Un toque personal

GORRIÓN ENTRE LAS FLORES DEL CEREZO

Sobre el cielo azul resalta una nube rosa-morada con tonos verdes. Un hermoso cerezo en flor brota con rabia y me golpea la atención como si recibiera una bofetada de belleza. Mi atención hasta entonces dispersa centra su foco en aquel fenómeno lleno de colores y formas. Mis sentidos son solo uno, todo lo que veo, olfateo, toco y oigo es el rosa-morado. Los colores se pueden oler, tocar y gustar. Huelo rosa-morado, toco rosa-morado y siento algo complejo que me resisto a llamar por ningún nombre. Cuando percibo que mi cerebro recupera el control y busca definiciones y conceptos, corto radicalmente y me quedo con la sensación, me quedo con el fenómeno. Curiosamente, no me es complicado quedarme en la sensación, pues esta me atrapa como en una tela de araña y aquel cerezo en flor me penetra como si fuera trasparente. Respiro color y en aquel momento soy cerezo en flor, soy color. Mi identidad ha desaparecido para convertirse en color rosa-morado, flores pequeñas con suave fragancia y verdes hojas carnosas que rompen la monotonía del rosa-morado.

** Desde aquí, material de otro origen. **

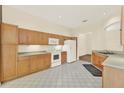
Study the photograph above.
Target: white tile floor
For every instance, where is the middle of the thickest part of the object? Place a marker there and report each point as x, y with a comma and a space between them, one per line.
72, 75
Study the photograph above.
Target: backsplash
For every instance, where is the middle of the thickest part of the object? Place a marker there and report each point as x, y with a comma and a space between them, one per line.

Una nube de color morado me invade y mi mundo se detiene. No existe nada más, solo sentir belleza, solo sentir morado y verde, yo soy morado y verde. Algo emana de mí y es silencio, alegría, una suave felicidad morada recortada por verdes esperanza. Desconozco cuanto tiempo trascurre en ese ensimismamiento, en ese estado paradisiaco que a posteriori me hace reconocer el estado virginal que Adán sintió antes de poner nombre al mundo, antes de parcelarlo y clasificarlo. Es posible volver a nuestro estado inicial sin huella del pecado original, es posible solo Ser y sentir, parar la cháchara mental y dejarse invadir por una belleza eterna que por su naturaleza es efímera, pero solo es, ser en el tiempo y en el espacio y dejarme ser cerezo en flor. Hace muchos milenios ya fui cerezo y mis simientes siguen germinando en el suelo de mi alma hasta que la imagen toca las semillas y despierta mi naturaleza latente. Entonces siento cerezo, siento color y aroma y soy belleza. Un pequeño movimiento me saca del éxtasis sentido. Es un pequeño gorrión jugueteando entre las flores y sintiendo también igual que yo, que él, también es morado y fragante, pues los tres compartimos la misma naturaleza.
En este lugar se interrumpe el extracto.